Accelerating the Performance of Large-scale XVA Workloads

February 24, 2021

In the post-crisis world, an increasing number of banks have set up a centralized XVA desk. With the introduction of new regulations to ensure banks are adequately capitalized, it has become common practice to include certain costs in the pricing of OTC derivatives that, in many cases, had previously been ignored. To assist in the pricing for the cost of dealing with a counterparty in a derivative transaction, the markets have developed various metrics including CVA, DVA, FVA, ColVA, KVA, and MVA—collectively known as XVAs.

One of the key challenges of XVAs is that adjustments need to be calculated on a portfolio basis rather than trade by trade. This requires dealing with a large number of computations and orders of magnitude more calculations for accurate results. The calculation of XVAs is highly complex, combining the intricacies of derivative pricing with the computational challenges of simulating a full universe of risk factors. Given the strategic importance of XVA, banks require enhanced capabilities and modern infrastructures to calculate the required credit, funding, and capital adjustments. As banks look to reduce, mitigate, and optimize XVA and other capital charges, they are making investment in XVA capabilities in an attempt to solve the computational challenge of simulating a full universe of risk factors.

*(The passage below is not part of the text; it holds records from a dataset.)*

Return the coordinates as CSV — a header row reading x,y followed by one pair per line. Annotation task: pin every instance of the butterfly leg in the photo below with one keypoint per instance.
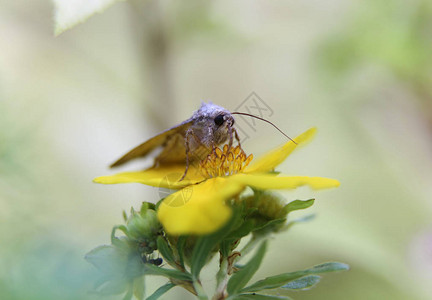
x,y
188,134
237,137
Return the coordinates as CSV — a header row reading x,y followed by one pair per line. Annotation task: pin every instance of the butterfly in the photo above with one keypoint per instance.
x,y
192,140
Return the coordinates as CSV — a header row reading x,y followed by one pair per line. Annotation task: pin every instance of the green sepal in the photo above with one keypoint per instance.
x,y
160,291
205,245
139,288
297,205
242,277
282,279
165,250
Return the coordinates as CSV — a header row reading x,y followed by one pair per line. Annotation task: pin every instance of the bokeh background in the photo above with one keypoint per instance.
x,y
361,71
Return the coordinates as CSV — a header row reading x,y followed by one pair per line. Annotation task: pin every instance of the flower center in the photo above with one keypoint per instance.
x,y
224,162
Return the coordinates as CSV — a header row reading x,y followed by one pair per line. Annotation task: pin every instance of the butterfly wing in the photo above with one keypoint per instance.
x,y
172,138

Another key challenge is how to efficiently calculate XVA sensitivities. While sensitivities have always been an important component of XVA desk risk management, the FRTB-CVA framework published by the Basel Committee in 2015 has made managing regulatory capital a priority for banks globally. This has further driven the demand for calculation of sensitivities. Banks that are unable to calculate CVA capital charge using the sensitivity-based FRTB approach will have to use the rather punitive formula-based basic approach.

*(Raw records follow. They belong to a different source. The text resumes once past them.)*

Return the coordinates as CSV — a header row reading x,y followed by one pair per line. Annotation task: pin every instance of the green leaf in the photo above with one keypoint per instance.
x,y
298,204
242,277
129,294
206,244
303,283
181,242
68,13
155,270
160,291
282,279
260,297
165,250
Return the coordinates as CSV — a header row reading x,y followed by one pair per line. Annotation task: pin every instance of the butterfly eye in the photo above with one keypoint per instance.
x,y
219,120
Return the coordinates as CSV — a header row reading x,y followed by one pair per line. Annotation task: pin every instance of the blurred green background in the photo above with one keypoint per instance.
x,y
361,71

Why is it important to make XVA calculations faster?

XVAs are simulation-based calculations. The market standard is to use Monte Carlo (MC) simulations, with each covering thousands of paths across a large number of future time steps.

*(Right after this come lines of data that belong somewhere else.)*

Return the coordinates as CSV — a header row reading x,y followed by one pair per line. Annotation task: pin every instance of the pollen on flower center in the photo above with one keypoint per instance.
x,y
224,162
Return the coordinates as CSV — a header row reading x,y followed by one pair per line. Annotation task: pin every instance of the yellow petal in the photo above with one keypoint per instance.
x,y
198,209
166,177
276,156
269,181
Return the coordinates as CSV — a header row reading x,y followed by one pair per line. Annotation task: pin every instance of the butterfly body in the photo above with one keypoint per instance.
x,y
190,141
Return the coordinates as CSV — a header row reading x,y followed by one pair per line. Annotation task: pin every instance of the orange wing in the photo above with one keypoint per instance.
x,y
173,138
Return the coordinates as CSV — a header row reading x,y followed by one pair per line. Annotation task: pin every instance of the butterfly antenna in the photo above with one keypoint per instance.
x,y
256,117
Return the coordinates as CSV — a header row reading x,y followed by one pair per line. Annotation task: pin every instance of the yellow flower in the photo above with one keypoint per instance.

For example, a MC simulation of 2000 paths across 78 time steps for a portfolio of 40,000 trades requires up to 6.24 billion calculations that on average produce over 10GB of compressed result data. Sensitivities, stress tests, and attribution calculations can increase the number of calculations by an order of magnitude. XVA-related calculations are by far the most computationally resource-intensive for a bank. Hence banks are looking for quantitative as well as technology-based solutions designed to optimize performance.
 

Calculating XVA

The demand for higher performance has highlighted the need to get the most out of the latest generation of software. A distributed architecture that supports the heavy demands of big data provides a number of benefits when dealing with large, complex portfolios. The main benefits include scalability, reliability, and resilience. However, the use of distributed computing for calculating XVA also presents a number of challenges, mainly in regard to I/O performance and (central processing unit) CPU processing.

While distributing the workload increases the calculation performance, it comes at a cost of transporting and persisting results to the data store. Furthermore, to compute the results the calculations reference data loaded from the data store. Measuring XVA is a highly complex process that requires having to save and manipulate large amounts of data. Having access to large-scale distribution and big data technology to minimize I/O is important. XVA calculations are also time-critical, which requires a high-performance CPU to handle the workload.

A number of factors influence the speed of XVA computations, including the size of the portfolio, the amount of market data, and the configuration of the Monte Carlo simulations themselves. Collectively these increase the number of calculations that need to be performed. Simulation configuration increases the complexity of each individual calculation, which means each calculation takes longer to complete and generate results.

The number of simulated market variables, the amount of time steps to simulate, and the number of simulation paths are the configurations that have the greatest impact on performance. Simulations are configured to have a number of market variables that evolve over time. The number of time steps are the number of steps into the future that are simulated to evolve the market variables, whereas the number of simulation paths is the number of times the market variables are simulated over time. Naturally, as any of these are increased, the calculations become more complex. The most expensive factor in the performance of these simulations is the number of simulation paths.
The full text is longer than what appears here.